Abuse of a Dominant Market Position
An undertaking or a group of undertakings having such a monopoly or other dominant position in a specific commodity market within a country or a specific area that it is able to considerably control the price of goods, the delivery conditions, or in a similar way affect the competition conditions on a stage of production or distribution, is regarded as having a dominant market position.
A clear element of a dominant market position is market power. A monopoly has extreme market power, but even a market share of 40 – 50 per cent has been found to create a presumption of a dominant market position (which may, however, be disproved). In this case the dominant position is based on actual control of the market. A company or companies enjoying a dominant market position may take advantage of their market power without immediately losing market shares to competitors.
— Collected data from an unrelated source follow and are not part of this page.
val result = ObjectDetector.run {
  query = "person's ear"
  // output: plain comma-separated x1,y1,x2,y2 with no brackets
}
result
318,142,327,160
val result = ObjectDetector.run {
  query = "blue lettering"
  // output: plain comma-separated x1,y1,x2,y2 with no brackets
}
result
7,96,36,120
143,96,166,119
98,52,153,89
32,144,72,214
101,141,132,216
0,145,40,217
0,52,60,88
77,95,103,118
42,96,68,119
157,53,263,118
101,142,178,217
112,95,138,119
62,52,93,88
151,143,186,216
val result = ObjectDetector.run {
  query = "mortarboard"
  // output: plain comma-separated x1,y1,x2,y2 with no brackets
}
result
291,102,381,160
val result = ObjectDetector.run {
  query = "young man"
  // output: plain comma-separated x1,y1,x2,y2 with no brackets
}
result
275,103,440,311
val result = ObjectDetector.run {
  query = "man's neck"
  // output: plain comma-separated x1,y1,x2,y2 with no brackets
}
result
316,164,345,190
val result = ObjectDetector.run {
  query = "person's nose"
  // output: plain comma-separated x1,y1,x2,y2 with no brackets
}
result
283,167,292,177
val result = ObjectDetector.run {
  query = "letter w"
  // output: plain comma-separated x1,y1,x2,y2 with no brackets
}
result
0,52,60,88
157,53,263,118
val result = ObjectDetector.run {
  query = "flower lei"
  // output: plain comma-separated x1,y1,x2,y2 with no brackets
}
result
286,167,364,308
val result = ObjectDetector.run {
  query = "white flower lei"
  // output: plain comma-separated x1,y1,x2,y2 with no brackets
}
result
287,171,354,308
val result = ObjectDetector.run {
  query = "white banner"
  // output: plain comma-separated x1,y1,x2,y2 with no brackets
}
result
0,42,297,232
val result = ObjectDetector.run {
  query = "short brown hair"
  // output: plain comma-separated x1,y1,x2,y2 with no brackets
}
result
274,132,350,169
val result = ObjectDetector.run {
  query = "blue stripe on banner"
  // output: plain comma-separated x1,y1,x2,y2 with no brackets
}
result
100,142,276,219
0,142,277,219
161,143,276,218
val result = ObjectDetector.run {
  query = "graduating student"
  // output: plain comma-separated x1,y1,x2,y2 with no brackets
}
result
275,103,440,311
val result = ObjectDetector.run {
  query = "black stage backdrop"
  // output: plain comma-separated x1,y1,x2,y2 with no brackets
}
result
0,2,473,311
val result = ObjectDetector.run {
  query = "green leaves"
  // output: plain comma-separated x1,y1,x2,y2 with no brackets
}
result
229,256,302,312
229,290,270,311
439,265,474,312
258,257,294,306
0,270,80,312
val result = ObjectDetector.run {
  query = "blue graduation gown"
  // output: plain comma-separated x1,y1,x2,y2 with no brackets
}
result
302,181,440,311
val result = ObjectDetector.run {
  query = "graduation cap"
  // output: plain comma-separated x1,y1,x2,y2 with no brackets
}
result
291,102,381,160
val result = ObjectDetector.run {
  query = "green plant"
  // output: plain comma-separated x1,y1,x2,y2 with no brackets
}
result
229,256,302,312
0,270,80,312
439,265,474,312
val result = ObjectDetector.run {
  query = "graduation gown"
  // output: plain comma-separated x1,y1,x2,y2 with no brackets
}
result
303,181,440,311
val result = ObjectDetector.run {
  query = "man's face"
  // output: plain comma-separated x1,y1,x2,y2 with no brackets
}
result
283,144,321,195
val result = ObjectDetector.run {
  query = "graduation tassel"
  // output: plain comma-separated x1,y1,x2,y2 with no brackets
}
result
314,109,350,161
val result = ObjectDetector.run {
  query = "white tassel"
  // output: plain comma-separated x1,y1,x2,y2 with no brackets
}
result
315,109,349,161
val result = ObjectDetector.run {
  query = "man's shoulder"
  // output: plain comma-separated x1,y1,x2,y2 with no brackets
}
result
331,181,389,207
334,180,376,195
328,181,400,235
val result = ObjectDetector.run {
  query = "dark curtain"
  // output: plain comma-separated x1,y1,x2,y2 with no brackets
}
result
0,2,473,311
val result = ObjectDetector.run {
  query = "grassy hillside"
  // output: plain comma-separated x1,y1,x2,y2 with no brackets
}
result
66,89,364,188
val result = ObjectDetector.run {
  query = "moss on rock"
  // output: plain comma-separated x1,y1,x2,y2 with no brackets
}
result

Companies in this position may in practice e.g. set the level of prices and decide upon the terms and conditions of delivery without regard to reactions of their customers, competitors or suppliers.
A dominant market share itself or efforts to achieve such by way of internal growth of a company is not prohibited through competition law. Companies that achieve a dominant market position are, however, under special abuse supervision. Such a company is not as free to operate with its customers or competitors as companies with nonsignificant market positions.
A company can abuse its dominant position in a situation where the company utilizes solely its economic power in a way that endangers effective competition. A dominant position may be abused in relation to competitors or customers. A dominant company may try to exclude competitive companies from the market or to make their business more difficult. A company in a dominant position may also require that customers accept restrictive terms and conditions or it may charge too high prices.
According to the Competition Act, prohibited abuse of a dominant market position may particularly be:
unreasonable purchase or sale prices or direct or indirect determination of other unreasonable terms and conditions of sale;
restricting the production, markets or technical development to the detriment of consumers;
applying different terms and conditions to different contractual parties in respect of similar performances, thereby setting some parties in a weaker competition position; or
making the contract conditional upon the contracting party accepting additional performances which are, due to their nature or commercial practice, unrelated to the contract.